In order to test these ideas, we needed to extract and represent aspects of the data in a way that would allow statistical analysis and modeling. In other words, we needed to engineer some features.
We decided to engineer two categories of features. While two categories sounds like a manageable number, in practice it became quite cumbersome. What we sought to derive from the data were features (a.k.a. columns, a.k.a. variables) that showed for every single observation:
- What was the weather on the day of the observation and for each of the 6 days prior. In other words, one full week of weather observations for every mosquito trap observation.
- For every trap in every observation, what was the distance from that trap to all other traps, and what was the compass bearing (e.g., direction of travel) from that trap to all the others.
The intuition for the first category was simply that prior weather impacts mosquito breeding and activity. The intuition for the second category was that perhaps the intensity (speed) and direction (bearing) of wind in the past week may have influenced the geographic movement of mosquitos, the birds that are the disease vector for West Nile Virus transmission to mosquitos, or both.
You may be seeing the issue we ran into…
- There were 44 weather variables we selected from the original weather data (this number reflects creating dummy variables on a single categorical column). We wanted to show seven days’ worth of weather for every observation, which adds up to 308 columns. But wait, there’s more…
- There were 138 trap locations, and we wanted to show the relative distance and compass bearing from each trap to every other trap. That’s 276 columns.
- Including all the other columns (like date, trap location, etc.), we had a dataset with 613 features.
My teammate Brian created a gif to visualize this feature bloat:
Now, feature selection is important, and generally more features often is not a good thing. (It’s decidedly a bad thing in terms of computational expense.) We did run Principal Component Analysis on the data, which determined that about 30 features explained roughly 85 percent of the data.
In the end, the models we built on this data did not end up performing especially well.
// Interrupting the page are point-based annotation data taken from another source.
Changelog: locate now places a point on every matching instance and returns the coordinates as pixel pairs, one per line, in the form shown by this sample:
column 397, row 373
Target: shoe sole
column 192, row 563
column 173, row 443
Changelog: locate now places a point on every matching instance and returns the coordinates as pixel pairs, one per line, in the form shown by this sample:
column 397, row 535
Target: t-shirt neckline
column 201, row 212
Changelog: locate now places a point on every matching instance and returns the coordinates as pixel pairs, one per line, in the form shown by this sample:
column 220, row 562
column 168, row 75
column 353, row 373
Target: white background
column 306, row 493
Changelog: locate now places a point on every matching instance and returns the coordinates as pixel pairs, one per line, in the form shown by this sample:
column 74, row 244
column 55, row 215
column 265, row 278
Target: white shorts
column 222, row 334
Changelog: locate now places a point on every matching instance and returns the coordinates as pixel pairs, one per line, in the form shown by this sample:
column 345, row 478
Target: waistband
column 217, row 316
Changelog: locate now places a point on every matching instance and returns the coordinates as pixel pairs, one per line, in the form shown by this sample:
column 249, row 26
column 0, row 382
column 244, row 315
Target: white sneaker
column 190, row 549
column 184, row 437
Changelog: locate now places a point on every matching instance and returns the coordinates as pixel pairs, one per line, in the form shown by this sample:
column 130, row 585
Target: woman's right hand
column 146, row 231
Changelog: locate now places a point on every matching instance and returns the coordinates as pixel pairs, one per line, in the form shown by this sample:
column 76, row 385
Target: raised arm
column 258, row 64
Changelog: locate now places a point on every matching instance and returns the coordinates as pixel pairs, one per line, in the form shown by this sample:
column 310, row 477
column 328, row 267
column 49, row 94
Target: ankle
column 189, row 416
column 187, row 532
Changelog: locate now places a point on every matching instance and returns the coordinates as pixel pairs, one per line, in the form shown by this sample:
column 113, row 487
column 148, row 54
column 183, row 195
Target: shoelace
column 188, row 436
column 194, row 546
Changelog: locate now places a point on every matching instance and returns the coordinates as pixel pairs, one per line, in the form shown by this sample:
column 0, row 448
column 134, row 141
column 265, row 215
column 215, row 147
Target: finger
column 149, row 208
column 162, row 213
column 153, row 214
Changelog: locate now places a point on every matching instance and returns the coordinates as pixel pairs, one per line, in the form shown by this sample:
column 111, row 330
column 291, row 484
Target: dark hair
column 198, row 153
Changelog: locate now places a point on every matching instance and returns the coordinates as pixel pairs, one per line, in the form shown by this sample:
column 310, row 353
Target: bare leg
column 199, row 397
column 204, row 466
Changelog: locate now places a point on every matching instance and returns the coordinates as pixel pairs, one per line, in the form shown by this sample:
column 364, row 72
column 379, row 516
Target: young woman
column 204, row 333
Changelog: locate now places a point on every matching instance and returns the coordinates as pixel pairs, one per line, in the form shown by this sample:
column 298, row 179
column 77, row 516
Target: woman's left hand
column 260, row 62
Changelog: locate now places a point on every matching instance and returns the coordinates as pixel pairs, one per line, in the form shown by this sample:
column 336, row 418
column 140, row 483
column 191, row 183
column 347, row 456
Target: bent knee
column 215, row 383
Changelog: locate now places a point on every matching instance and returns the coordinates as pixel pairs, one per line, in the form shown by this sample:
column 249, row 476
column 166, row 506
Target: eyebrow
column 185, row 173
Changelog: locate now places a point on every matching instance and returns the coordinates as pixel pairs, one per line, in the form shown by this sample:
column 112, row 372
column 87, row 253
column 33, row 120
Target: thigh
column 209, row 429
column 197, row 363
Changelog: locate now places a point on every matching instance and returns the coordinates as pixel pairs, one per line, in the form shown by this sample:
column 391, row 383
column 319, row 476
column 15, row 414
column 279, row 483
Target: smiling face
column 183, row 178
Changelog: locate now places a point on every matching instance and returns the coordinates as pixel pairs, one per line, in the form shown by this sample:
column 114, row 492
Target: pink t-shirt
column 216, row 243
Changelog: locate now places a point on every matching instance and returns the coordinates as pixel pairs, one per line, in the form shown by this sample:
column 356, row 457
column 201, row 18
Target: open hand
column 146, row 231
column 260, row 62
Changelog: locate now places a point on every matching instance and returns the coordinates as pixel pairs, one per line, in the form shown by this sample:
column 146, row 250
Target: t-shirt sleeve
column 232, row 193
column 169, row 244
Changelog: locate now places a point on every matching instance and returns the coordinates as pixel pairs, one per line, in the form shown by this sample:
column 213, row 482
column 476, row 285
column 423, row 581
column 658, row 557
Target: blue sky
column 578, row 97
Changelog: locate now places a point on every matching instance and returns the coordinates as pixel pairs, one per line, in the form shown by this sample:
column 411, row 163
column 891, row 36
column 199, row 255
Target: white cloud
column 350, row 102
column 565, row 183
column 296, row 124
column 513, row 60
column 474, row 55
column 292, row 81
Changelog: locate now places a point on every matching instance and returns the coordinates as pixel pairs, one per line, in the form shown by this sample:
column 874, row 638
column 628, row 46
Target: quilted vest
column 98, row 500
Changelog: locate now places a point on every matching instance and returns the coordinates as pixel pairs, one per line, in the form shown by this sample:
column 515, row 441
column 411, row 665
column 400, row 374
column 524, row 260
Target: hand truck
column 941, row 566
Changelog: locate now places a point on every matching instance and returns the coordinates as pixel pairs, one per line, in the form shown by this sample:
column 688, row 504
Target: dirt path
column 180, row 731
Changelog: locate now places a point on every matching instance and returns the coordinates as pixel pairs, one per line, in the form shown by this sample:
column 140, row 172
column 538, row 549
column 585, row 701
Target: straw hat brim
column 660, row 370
Our best ROC-AUC score from Kaggle was about 0.57 (some of our training models did better).
I am certain that we could further refine the feature selection and engineering. For the purposes of this exercise, we were operating under a fixed timeframe and, well, ran out of time.
So, what are the lessons I promised in the title of this post? The first is a reinforcement of the importance of exploratory data analysis. Not only is EDA critical in any data project, but it should be iterative, rather than sequential and not repeated. (Think Agile vs. waterfall.) Had we done further rounds of EDA on our engineered data, we may have found clues about its usefulness before we went into modeling mode.
The second major lesson is the importance of sketching out the end-to-end workflow you are proposing to better understand and anticipate downstream issues. For example, had we done this with the relative geographic features, we would have realized that our test dataset had some different traps (with different geographic locations) than in the training dataset. This meant that our models were fit on a certain number of features, but when we transformed the test dataset, the number of columns didn’t match. This required a lot of last-minute tweaking (and some compromises) to make it possible to run any models at all.
Finally, I learned to treat EDA a little more broadly in terms of methods and tools. Excel can be an easy way to do a little EDA (as long as the data isn’t too big). Yes, I do use Excel and it can be quite useful. Same thing goes for Tableau, which can be used for a lot of EDA tasks–including plotting simple regression lines. These tools have their limits, but they come in handy.